How does the body react to cold conditions?
When in a cold environment, most of your body's energy is used to keep your internal temperature warm. Over time, your body will begin to shift blood flow from your extremities (hands, feet, arms, and legs) and outer skin to the core (chest and abdomen). This allows exposed skin and the extremities to cool rapidly and increases the risk of frostbite and hypothermia. Combine this with cold water, and trench foot may also be a problem.
What are the most common cold induced problems?
Hypothermia, Frostbite, and Trench Foot.
What is Hypothermia?
Hypothermia which means "low heat", is a potentially serious health condition. This occurs when body heat is lost faster than it can be replaced. When the core body temperature drops below the normal 98.6° F to around 95° F, the onset of symptoms normally begins. The person may begin to shiver and stomp their feet in order to generate heat. Workers may lose coordination, have slurred speech, and fumble with items in the hand. The skin will likely be pale and cold. As the body temperature continues to fall these symptoms will worsen and shivering will stop.

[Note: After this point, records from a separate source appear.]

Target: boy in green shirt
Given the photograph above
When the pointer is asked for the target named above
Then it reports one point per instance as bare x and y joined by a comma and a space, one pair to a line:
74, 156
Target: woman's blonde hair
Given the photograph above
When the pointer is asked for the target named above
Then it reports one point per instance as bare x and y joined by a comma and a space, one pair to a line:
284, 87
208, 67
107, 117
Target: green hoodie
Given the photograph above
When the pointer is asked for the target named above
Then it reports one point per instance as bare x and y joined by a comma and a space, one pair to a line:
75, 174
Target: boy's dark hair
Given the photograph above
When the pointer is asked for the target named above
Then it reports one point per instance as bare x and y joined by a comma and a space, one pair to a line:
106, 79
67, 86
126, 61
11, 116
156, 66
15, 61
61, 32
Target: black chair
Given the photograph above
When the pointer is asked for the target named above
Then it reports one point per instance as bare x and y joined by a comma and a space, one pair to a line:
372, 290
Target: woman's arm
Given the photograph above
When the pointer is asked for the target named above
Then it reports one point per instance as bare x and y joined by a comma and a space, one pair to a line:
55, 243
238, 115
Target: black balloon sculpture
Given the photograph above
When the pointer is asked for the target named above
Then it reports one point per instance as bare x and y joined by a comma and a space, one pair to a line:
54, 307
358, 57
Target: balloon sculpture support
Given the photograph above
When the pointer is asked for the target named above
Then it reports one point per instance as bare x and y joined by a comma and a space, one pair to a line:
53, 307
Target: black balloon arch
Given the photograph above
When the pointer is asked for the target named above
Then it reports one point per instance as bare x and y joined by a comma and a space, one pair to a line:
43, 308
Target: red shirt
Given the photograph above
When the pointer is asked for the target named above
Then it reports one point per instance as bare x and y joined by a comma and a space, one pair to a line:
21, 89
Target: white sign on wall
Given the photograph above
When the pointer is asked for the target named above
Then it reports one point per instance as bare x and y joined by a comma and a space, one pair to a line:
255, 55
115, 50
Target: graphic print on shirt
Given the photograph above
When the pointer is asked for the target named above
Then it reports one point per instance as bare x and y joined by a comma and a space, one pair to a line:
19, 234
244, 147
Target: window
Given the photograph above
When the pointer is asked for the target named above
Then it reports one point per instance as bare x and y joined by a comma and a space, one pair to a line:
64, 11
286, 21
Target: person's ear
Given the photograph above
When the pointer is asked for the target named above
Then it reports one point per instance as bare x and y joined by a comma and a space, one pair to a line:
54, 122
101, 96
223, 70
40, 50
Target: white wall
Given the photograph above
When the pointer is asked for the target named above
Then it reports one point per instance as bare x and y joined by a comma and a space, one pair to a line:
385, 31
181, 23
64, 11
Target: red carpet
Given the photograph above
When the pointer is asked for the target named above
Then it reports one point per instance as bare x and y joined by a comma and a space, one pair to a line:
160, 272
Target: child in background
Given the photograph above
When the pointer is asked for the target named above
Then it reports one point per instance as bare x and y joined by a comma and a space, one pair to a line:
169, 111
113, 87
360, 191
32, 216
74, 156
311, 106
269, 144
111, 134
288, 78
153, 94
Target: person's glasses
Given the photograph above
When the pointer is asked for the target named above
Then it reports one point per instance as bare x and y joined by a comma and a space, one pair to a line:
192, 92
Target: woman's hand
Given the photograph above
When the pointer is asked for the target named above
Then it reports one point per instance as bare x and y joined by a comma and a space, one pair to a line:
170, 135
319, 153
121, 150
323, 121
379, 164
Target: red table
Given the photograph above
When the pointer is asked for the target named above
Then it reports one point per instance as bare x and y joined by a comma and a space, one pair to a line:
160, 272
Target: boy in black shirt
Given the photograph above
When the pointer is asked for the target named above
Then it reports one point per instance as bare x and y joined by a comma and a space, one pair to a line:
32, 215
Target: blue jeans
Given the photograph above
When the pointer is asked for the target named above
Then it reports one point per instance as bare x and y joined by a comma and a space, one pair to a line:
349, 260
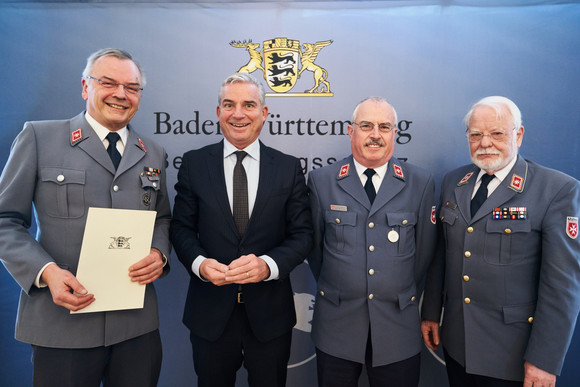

Workers may be unable to walk or stand. Once the body temperature falls to around 85° F severe hypothermia will develop and the person may become unconscious, and at 78°, the person could die.
Anyone working in a cold environment may be at risk for cold stress. However, older people may be at more risk than younger adults, since older people are not able to generate heat as quickly. Certain medications may prevent the body from generating heat normally. These include anti-depressants, sedatives, tranquilizers andothers.